When you take a system like the one in the graph that shows flat-to-4 Hz and start injecting various HPF and/or boost signal shaping, you aren't comparing a resonant, bandwidth-limited sub to a full bandwidth sub. You're then comparing optional presentations from the same system. This is the whole premise of my system and always has been. Having a system that adapts to its owner's preferences for playback levels, source, extension or whatever, is the best approach. I have no qualms with anyone's preference. But, I do think that once you decide to get serious about low end you should have the option to select the native response that works best for you with no compromise.
I've done tests using the same system/placement/calibration and different HPF/Boost setting and the difference between 10 Hz and 5 Hz is not nearly as easy to appreciate and has a more narrow choice of source to conduct the test with. I'l say here that Black Hawk Down's "Irene" scene is not a good test source either way. It is the best scene I know of to compare a digital SpecLab graph to a mic'd SpecLab graph for sub playback accuracy and even order distortion in-room, but steady state (especially playing sine waves) is not the way to go here.

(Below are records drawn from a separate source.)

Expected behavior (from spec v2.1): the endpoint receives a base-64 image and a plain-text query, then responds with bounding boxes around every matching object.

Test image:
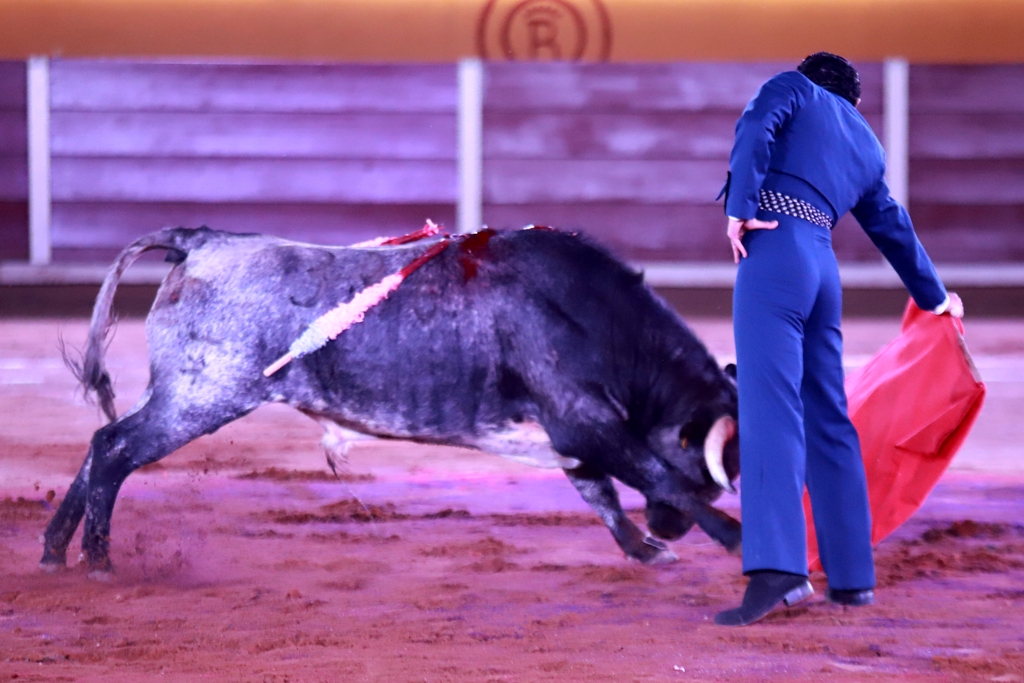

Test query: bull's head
[643,361,740,547]
[650,403,739,497]
[645,406,740,546]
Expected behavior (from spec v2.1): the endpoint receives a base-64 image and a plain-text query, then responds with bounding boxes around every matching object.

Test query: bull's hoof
[632,536,678,565]
[83,552,115,581]
[641,547,679,565]
[86,567,115,582]
[717,524,742,556]
[723,530,742,557]
[39,547,68,573]
[39,559,66,574]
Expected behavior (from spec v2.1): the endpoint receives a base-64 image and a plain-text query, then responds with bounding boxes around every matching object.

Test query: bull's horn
[704,415,737,494]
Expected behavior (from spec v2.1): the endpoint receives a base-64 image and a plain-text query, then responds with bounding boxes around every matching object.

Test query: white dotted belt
[758,189,835,229]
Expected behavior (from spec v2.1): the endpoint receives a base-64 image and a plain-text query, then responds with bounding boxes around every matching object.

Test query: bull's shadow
[43,226,740,577]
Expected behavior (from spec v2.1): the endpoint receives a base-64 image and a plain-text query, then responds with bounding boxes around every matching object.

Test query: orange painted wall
[0,0,1021,63]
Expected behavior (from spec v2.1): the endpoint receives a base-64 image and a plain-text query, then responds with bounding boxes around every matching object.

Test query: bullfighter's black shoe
[825,587,874,606]
[714,570,814,626]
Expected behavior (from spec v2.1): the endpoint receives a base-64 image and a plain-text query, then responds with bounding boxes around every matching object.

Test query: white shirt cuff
[932,294,951,315]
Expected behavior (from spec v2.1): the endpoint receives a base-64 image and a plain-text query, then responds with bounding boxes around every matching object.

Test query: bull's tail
[63,227,215,423]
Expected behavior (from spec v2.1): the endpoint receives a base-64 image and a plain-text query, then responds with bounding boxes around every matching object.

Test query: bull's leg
[82,401,251,575]
[55,397,252,576]
[645,502,695,542]
[648,489,741,555]
[598,450,742,555]
[564,463,677,564]
[542,397,739,556]
[40,450,93,570]
[680,502,742,555]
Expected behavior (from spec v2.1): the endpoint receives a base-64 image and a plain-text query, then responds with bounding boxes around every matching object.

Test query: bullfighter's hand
[947,292,964,319]
[727,217,779,264]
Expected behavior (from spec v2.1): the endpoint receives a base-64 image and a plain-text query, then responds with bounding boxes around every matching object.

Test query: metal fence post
[883,57,910,209]
[27,56,52,265]
[27,56,51,266]
[457,58,484,234]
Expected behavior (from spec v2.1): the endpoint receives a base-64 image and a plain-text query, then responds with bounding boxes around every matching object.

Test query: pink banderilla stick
[349,219,442,248]
[263,240,450,377]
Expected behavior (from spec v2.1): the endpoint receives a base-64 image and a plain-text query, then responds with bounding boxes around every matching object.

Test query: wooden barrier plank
[484,111,736,159]
[909,228,1024,263]
[0,111,27,155]
[50,158,456,203]
[910,113,1024,160]
[832,214,884,262]
[0,157,27,200]
[0,61,26,109]
[484,111,882,160]
[486,62,787,112]
[0,201,28,260]
[0,61,27,258]
[485,62,883,114]
[46,60,459,257]
[49,201,455,260]
[907,64,1024,266]
[910,203,1024,262]
[51,111,456,159]
[911,65,1024,113]
[483,159,724,203]
[50,61,457,113]
[910,159,1024,204]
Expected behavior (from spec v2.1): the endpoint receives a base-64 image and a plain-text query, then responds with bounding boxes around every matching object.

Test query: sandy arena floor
[1,317,1023,682]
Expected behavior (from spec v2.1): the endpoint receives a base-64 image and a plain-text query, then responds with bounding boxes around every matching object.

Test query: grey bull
[42,226,741,576]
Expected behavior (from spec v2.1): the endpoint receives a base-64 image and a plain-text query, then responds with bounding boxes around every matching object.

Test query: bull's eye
[680,437,689,450]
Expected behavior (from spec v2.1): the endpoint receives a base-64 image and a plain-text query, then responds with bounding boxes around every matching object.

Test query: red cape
[806,300,986,570]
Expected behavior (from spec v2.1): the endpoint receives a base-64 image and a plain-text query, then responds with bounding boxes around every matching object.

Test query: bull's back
[142,228,688,442]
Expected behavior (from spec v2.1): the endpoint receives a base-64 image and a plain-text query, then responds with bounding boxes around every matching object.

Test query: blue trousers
[733,211,876,590]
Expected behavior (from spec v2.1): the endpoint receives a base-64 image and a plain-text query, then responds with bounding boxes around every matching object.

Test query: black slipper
[714,570,814,626]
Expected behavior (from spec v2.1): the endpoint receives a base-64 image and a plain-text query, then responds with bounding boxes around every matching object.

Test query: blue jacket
[724,70,947,311]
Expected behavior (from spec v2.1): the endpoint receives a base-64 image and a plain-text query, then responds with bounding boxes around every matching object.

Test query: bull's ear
[724,363,737,379]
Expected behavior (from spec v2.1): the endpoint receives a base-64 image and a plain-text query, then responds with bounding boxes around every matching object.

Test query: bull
[42,226,741,576]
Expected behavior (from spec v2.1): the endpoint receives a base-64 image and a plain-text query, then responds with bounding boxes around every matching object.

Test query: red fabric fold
[805,300,986,571]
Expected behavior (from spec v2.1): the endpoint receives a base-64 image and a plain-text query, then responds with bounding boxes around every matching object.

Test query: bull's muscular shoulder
[491,228,645,289]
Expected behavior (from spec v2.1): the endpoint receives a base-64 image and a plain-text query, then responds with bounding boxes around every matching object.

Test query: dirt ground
[2,317,1024,682]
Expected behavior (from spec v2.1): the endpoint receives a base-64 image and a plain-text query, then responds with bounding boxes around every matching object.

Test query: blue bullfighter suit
[724,70,948,590]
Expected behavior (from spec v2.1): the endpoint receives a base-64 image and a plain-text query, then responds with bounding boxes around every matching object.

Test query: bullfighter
[715,52,964,626]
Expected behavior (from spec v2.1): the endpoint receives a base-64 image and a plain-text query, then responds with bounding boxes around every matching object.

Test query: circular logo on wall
[477,0,612,61]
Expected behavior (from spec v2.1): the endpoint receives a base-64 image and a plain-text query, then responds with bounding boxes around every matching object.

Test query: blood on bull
[42,225,741,577]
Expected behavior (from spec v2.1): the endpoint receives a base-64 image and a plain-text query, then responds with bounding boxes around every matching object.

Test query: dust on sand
[2,319,1024,681]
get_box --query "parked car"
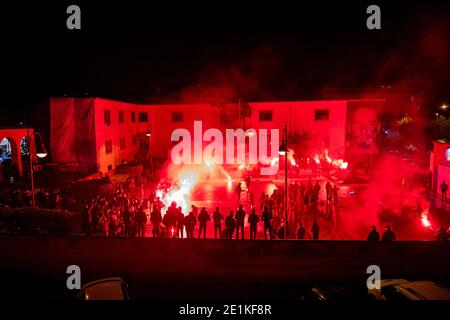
[78,277,129,300]
[368,279,450,300]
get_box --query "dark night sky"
[0,1,449,123]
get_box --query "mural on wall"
[346,102,382,182]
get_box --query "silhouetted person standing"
[212,206,224,239]
[296,222,306,239]
[225,211,236,240]
[123,205,132,237]
[325,182,332,203]
[382,226,396,241]
[136,206,147,237]
[176,206,185,238]
[248,208,259,240]
[163,202,178,237]
[184,210,197,239]
[261,206,273,240]
[150,206,162,238]
[245,175,252,193]
[367,226,380,241]
[440,180,448,208]
[81,202,91,235]
[311,218,320,240]
[435,226,449,241]
[235,204,246,240]
[198,207,210,239]
[235,182,243,204]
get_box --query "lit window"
[259,110,272,121]
[104,110,111,125]
[172,112,183,122]
[138,112,148,122]
[105,140,113,154]
[315,109,329,121]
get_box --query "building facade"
[50,97,384,175]
[430,139,450,208]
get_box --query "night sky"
[0,1,449,123]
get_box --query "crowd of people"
[80,184,148,237]
[0,185,77,210]
[2,173,449,241]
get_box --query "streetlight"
[440,104,448,111]
[146,128,153,178]
[278,125,288,239]
[27,129,47,207]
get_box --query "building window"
[108,164,113,171]
[138,112,148,122]
[131,112,136,122]
[105,140,113,154]
[259,110,273,121]
[104,110,111,125]
[118,111,125,123]
[315,109,329,121]
[172,111,183,122]
[119,137,126,150]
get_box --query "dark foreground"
[0,235,449,300]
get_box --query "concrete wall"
[1,235,448,280]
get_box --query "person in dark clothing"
[235,204,246,240]
[135,206,147,237]
[184,209,197,239]
[225,211,236,240]
[81,202,91,235]
[325,182,332,203]
[248,208,259,240]
[235,182,243,204]
[245,175,252,192]
[261,206,273,240]
[381,226,396,241]
[277,219,290,239]
[212,206,224,239]
[163,201,178,237]
[198,207,210,239]
[440,180,448,208]
[435,226,449,241]
[367,226,380,241]
[150,206,162,238]
[184,206,197,238]
[311,218,320,240]
[176,206,185,238]
[122,205,132,237]
[296,222,306,239]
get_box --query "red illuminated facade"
[50,97,385,175]
[430,139,450,204]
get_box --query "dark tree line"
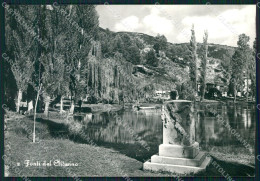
[4,5,99,114]
[4,4,256,116]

Finally, on the idea of putting a percentage on what scenes have this content, I would like to state the obvious: The Master List of Movies With Bass thread lists over 1,000 titles. Virtually all of them have ULF content. Virtually none of that content is unintentional artifact. I personally have nowhere near 1,000 titles in my library, let alone 1,000 titles with great low end soundtracks. I may prefer to watch a movie from the 40s that will have nothing in the sub range at all. I may have friends over and let them watch full tilt low end blockbusters all night long. I may spend a whole night listening only to music. Point is, all of that has absolutely nothing to do with the discussion.
The Q is: is the content there, was it intentionally put there and does it make a difference?
After the research and personal interest tests I've done myself since the release on DVD of LOTR FOTR in 2002, my answer is yes, yes and yes.